So, I want to talk about the story we published today about Niagara's deadliest #COVID19 weekend. 22 confirmed deaths in 48 hours. By any stretch, a tragedy that should wound a community deeply. So let's chat a bit. Pull up a chair.
So let's consider that number. 22 people. That is 22 people with names. Families. Friends. They contributed. And despite what the anti-maskers will tell you, they had lives that had value and meaning. Their loss should impact us all. 22 people in 48 hours.
But I am not sure it does impact us deeply. Not in the way it would if 22 people died in a bus crash. Or a fire. Or by murder or suicide. That would, and rightly does, galvanize a community and its political leaders. We mourn, collectively, and privately.
Not long ago, St. Catharines saw a rash of deaths by suicide on a public bridge. The community was rightfully upset. It rally behind the families of the lost. The politicians demanded something be done to prevent it from happening again.
A decade ago, I covered the horrible loss of an entire family in a rural house fire. The whole community rallied behind the surviving husband. Niagara was shocked and hurt and acted with kindness and generosity. The politicians were not silent then either.
But here we are, 22 people died in 48 hours and the response, at least from leaders and people with influence is mostly silence today. No ribbon campaigns. No tearful calls for more to be done. No rallying the community to the cause.
Again, think about that. 22 people in 2 days.
I reckon this is, in part, because we are all a little numb nearly 12 months into a pandemic knowing we have probably at least that long to go before it's over. But the other part is, I think, because these folk were elderly.
Like most of the people who have died during the pandemic, they were very old, vulnerable in LTC homes. They were not young, or pretty, or up and coming. And so, we collectively seem to care a little less.
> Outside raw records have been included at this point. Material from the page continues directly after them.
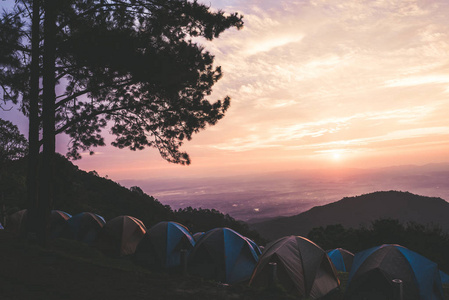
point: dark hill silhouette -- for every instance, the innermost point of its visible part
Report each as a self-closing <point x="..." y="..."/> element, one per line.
<point x="79" y="191"/>
<point x="361" y="210"/>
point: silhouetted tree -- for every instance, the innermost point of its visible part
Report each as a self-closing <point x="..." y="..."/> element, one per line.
<point x="130" y="65"/>
<point x="13" y="144"/>
<point x="428" y="240"/>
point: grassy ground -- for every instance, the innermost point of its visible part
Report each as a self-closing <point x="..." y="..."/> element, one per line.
<point x="71" y="270"/>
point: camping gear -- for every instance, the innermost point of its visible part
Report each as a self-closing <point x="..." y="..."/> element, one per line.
<point x="84" y="227"/>
<point x="376" y="271"/>
<point x="161" y="246"/>
<point x="120" y="236"/>
<point x="297" y="264"/>
<point x="341" y="258"/>
<point x="58" y="223"/>
<point x="223" y="255"/>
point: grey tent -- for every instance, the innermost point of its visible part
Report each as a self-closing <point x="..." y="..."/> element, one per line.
<point x="341" y="258"/>
<point x="161" y="246"/>
<point x="223" y="255"/>
<point x="374" y="269"/>
<point x="303" y="268"/>
<point x="120" y="236"/>
<point x="198" y="235"/>
<point x="58" y="223"/>
<point x="84" y="227"/>
<point x="16" y="222"/>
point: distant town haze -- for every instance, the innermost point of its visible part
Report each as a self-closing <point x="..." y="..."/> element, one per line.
<point x="315" y="85"/>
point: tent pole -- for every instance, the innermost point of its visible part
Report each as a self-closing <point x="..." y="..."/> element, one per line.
<point x="274" y="270"/>
<point x="397" y="285"/>
<point x="184" y="262"/>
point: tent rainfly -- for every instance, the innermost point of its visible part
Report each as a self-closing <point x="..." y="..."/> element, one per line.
<point x="223" y="255"/>
<point x="302" y="268"/>
<point x="374" y="270"/>
<point x="120" y="236"/>
<point x="58" y="223"/>
<point x="341" y="258"/>
<point x="161" y="246"/>
<point x="84" y="227"/>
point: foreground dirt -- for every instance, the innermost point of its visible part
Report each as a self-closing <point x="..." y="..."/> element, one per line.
<point x="67" y="270"/>
<point x="70" y="270"/>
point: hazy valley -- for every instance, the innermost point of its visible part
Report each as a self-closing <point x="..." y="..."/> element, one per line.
<point x="262" y="196"/>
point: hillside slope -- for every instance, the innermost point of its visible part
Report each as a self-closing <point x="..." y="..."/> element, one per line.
<point x="360" y="210"/>
<point x="79" y="191"/>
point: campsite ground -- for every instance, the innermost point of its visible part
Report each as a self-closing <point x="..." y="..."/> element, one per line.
<point x="72" y="270"/>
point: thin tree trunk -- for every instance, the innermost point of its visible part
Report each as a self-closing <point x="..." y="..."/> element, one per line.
<point x="33" y="134"/>
<point x="48" y="119"/>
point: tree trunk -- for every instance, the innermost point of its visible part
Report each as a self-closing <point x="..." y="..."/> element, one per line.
<point x="48" y="120"/>
<point x="33" y="133"/>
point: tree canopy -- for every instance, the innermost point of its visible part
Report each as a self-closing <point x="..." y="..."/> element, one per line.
<point x="13" y="145"/>
<point x="131" y="66"/>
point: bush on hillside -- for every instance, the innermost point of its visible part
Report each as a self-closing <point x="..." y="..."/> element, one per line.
<point x="430" y="241"/>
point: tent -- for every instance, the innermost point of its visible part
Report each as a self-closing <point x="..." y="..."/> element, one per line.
<point x="255" y="247"/>
<point x="223" y="255"/>
<point x="161" y="246"/>
<point x="16" y="222"/>
<point x="58" y="223"/>
<point x="444" y="277"/>
<point x="120" y="236"/>
<point x="84" y="227"/>
<point x="303" y="268"/>
<point x="341" y="258"/>
<point x="374" y="269"/>
<point x="198" y="235"/>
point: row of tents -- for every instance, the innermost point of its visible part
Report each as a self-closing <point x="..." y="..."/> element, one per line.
<point x="296" y="263"/>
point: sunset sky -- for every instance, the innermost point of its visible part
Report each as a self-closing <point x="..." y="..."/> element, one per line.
<point x="315" y="84"/>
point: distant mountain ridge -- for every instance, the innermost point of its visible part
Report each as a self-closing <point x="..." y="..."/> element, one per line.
<point x="361" y="210"/>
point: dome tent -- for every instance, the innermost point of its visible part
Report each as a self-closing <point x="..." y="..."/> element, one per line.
<point x="161" y="246"/>
<point x="374" y="269"/>
<point x="16" y="222"/>
<point x="198" y="235"/>
<point x="58" y="223"/>
<point x="120" y="236"/>
<point x="255" y="247"/>
<point x="302" y="268"/>
<point x="341" y="258"/>
<point x="84" y="227"/>
<point x="223" y="255"/>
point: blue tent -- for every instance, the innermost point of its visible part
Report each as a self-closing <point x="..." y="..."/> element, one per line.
<point x="84" y="227"/>
<point x="255" y="247"/>
<point x="223" y="255"/>
<point x="341" y="258"/>
<point x="161" y="246"/>
<point x="198" y="235"/>
<point x="58" y="223"/>
<point x="444" y="277"/>
<point x="302" y="268"/>
<point x="374" y="269"/>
I mean, we live in a society where when Gordon Downie died, political leaders wept in public. I know the man and his music meant a lot to many, many people. Nothing wrong with that grief. But these were 22 of our own people. 22!
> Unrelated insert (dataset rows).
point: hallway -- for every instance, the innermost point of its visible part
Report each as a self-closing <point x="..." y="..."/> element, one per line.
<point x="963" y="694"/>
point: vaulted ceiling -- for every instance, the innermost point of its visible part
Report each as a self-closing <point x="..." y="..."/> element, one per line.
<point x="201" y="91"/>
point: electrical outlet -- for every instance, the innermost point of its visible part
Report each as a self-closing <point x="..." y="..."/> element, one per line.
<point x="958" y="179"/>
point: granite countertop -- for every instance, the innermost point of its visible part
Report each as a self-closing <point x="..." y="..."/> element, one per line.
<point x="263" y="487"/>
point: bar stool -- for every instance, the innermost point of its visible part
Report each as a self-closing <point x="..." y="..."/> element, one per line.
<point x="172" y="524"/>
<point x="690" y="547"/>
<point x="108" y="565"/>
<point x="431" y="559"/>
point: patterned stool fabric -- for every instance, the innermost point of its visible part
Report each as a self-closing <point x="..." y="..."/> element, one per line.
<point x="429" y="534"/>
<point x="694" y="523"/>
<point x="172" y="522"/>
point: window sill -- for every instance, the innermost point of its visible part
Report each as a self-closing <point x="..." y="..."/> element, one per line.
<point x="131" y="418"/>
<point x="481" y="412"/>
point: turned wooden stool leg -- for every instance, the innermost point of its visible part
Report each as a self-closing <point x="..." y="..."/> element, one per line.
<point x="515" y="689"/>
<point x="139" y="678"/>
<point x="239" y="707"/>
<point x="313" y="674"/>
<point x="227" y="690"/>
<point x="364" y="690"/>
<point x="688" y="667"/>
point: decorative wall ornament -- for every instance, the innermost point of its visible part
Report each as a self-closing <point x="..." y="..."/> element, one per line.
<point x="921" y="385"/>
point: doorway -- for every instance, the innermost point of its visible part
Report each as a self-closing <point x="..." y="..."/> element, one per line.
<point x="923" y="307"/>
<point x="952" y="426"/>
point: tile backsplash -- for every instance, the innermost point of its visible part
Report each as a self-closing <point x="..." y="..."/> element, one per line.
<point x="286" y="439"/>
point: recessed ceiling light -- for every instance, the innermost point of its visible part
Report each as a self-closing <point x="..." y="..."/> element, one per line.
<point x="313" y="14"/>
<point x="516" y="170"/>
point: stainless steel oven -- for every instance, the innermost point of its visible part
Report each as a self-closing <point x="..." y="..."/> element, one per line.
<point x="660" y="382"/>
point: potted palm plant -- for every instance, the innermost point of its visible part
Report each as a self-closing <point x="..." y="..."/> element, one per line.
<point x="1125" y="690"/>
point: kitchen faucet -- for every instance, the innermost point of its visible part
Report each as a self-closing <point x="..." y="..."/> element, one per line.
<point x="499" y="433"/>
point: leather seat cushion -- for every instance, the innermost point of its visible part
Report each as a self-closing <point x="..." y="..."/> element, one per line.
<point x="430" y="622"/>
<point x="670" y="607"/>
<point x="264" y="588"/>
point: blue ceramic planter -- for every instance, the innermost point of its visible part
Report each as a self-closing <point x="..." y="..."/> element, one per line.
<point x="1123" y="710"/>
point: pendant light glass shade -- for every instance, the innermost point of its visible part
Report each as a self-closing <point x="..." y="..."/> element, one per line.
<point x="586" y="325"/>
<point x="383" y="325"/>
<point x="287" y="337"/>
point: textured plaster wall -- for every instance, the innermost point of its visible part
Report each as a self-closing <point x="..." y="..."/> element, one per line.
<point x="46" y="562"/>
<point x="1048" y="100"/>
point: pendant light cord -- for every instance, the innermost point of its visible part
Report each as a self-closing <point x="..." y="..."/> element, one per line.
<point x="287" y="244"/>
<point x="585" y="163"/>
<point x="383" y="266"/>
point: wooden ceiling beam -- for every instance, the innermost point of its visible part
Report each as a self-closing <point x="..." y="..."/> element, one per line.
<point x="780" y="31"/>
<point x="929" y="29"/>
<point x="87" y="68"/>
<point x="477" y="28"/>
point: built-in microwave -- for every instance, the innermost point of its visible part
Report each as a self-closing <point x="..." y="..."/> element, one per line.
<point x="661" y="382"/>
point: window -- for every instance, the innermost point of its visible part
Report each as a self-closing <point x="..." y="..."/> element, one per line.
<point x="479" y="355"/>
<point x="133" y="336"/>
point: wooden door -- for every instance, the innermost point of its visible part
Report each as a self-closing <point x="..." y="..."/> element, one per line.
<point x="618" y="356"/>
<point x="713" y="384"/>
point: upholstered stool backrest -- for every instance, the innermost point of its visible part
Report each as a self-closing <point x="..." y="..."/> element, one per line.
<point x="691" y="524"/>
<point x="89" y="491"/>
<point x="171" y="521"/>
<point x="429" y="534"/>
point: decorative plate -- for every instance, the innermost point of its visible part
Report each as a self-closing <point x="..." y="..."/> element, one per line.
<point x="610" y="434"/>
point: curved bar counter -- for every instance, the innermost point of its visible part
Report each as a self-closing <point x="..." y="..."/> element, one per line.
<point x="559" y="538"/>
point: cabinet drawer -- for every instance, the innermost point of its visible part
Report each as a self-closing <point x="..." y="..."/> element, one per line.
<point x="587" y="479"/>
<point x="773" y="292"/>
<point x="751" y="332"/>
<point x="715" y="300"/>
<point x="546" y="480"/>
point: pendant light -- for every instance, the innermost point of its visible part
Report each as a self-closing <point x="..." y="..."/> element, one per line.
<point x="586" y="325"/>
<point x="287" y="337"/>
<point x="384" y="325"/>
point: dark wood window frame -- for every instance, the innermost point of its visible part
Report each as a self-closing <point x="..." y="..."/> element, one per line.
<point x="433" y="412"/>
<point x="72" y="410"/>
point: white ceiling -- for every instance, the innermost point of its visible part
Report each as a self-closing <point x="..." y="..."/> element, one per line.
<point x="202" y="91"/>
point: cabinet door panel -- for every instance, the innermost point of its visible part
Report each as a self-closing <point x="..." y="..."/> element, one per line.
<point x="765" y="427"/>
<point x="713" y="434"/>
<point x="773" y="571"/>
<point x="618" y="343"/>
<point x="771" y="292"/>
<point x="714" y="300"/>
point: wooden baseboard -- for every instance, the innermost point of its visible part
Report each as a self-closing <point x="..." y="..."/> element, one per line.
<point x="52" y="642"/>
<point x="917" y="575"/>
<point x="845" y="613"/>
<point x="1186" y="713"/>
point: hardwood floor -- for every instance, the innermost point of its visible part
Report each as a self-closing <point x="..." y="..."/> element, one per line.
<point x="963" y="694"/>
Actually, 22, of 276 Niagara residents lost. I stand to be corrected, but have their been public tears for any of them? Or have we wasted time with arguments over why must we wear masks, quack cures and the urge to spin everything as positively as possible?
Look at this graphic. Every data point on it represents a person who had family and friends now grieving. Framed that way, do you not find this at least a little upsetting?

COVID-19 in Niagara: deaths over time https://public.flourish.studio/visualisation/4841001/ Visualised with @f_l_o_u_r_i_s_h
I know, we are shocked by unexpected deaths. A teenager is killed, we are more shocked than when a 90-year-old dies. But I would posit that the problems in our LTC homes, so brutally exposed by #COVID19, are rooted in that penchant for caring just a little be less about the old.
I don't know. I might just be a little tired, like everyone else, 12 months into #COVID19. But it just seems rather mendacious than this community has lost so many people and our leaders have said so little about it. No tears.
Perhaps, if we cared as much for the elderly in our community as we did about Gordon Downie (Or John Prine in my case) and if we were less concerned about our immediate self-interest, it would not have become his bad. Perhaps.
Thurgood Marshall said we have to dissent from the apathy, and indifference and dissent from the mendacity and do better. And if our leaders in our community won't say it, then we ought to ourselves. All of us.
The human cost of this pandemic has been high. Beyond jobs lost, and the frustrations of working at home all the time, and lockdowns. The cost in the faces of those 276 people and those who will soon join that count. We should not forget that. Any of us. https://www.stcatharinesstandard.ca/news/niagara-region/2020/07/14/niagara-residents-lost-during-the-covid-19-pandemic.html
The pandemic, for everything else it is has done, has held up a mirror to all of us, and far too often the reflection we see is anything but flattering. If nothing else, we should at least acknowledge the loss of those 276 people and not let that fact pass without notice.
Tomorrow is another day. Another chance to do better.

Be safe. Be smart. And, please, be kind.